Take Thanksgiving. My Thanksgivings often flesh out the phrase “too many cooks spoil the broth”. I make lists. I make suggestions. I aim for elegant. But in the end I smile at my friends and settle for dried out turkey and potatoes so rich I wouldn’t touch them 364 days a year. Because as we cook together I realize that all cranberries sparkle– even those that come in a can. Green beans don’t have to be served tender-crisp. By the third helping, pumpkin pie no longer seems laughable to me. Yes, the kitchen is a mess.
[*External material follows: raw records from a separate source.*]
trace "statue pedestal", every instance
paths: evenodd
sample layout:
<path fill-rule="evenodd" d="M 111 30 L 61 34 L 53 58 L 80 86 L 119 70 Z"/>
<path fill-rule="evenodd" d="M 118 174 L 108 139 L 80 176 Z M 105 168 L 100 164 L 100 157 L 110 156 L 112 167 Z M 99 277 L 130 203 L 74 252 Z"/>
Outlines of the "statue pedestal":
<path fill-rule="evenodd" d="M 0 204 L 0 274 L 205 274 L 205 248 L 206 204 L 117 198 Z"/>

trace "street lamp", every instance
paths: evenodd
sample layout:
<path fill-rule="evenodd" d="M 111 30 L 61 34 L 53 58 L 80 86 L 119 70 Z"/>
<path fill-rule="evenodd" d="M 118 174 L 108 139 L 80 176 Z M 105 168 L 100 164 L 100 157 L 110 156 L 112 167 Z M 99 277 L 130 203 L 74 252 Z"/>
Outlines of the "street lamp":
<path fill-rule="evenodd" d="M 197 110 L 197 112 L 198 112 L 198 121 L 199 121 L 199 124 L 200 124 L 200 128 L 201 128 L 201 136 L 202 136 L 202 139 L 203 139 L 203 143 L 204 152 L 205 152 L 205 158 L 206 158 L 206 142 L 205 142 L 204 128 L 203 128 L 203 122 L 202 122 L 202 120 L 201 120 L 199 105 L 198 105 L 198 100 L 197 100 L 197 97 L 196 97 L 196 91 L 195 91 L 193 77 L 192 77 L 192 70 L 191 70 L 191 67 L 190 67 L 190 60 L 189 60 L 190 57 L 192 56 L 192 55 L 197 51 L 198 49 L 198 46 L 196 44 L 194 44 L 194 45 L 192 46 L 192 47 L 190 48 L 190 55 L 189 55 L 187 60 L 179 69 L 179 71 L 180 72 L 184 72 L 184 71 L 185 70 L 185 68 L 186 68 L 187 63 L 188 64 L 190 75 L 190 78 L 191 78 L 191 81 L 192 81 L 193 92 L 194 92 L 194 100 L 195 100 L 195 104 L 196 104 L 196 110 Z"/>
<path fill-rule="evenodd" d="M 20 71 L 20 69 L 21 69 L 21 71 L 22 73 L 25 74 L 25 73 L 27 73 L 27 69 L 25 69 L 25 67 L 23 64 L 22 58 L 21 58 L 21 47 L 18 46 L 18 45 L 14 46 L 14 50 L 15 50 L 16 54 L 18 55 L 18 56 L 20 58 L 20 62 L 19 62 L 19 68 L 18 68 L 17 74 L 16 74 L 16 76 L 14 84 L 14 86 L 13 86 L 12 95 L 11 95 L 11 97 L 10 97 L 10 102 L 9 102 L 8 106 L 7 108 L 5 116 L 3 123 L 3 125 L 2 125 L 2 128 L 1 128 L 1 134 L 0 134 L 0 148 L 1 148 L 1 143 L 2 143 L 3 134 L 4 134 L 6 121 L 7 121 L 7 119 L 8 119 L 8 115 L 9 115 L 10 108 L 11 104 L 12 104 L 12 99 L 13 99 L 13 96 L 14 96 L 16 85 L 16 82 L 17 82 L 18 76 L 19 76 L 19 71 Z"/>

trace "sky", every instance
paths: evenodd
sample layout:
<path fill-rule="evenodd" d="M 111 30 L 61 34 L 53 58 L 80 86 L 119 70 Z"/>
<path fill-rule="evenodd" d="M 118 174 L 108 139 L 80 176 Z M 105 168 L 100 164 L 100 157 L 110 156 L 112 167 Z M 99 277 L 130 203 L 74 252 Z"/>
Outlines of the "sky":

But what a beautiful mess, filled with beautiful people.

But this tomato soup is a different story. Its pleasures are more simple. More solitary. It’s an everyday kind of food. Prepared leisurely by a lone cook in a tidy kitchen and served at a table for two. I made this soup on the day after the day after Thanksgiving. Which I consider a very, very good day to make soup.

I make soup a lot. I consider it the simplest of things. This soup started with no expectations. Well, I shouldn’t say no expectations. I expected it to be good. I just didn’t quite know how I would get it there. Though I knew I would enjoy the process. I also knew I wanted to include a bit of celery seed, some marjoram and a touch or two of cream. I had just returned from Seattle where I sensed celery seed and marjoram in the soup we enjoyed from Tom Douglas and the Dahlia Lounge. Good intentions and good ingredients. That’s a road map in my mind. Fortunately I was able to track down a recipe on Epicurious and made only minor adjustments.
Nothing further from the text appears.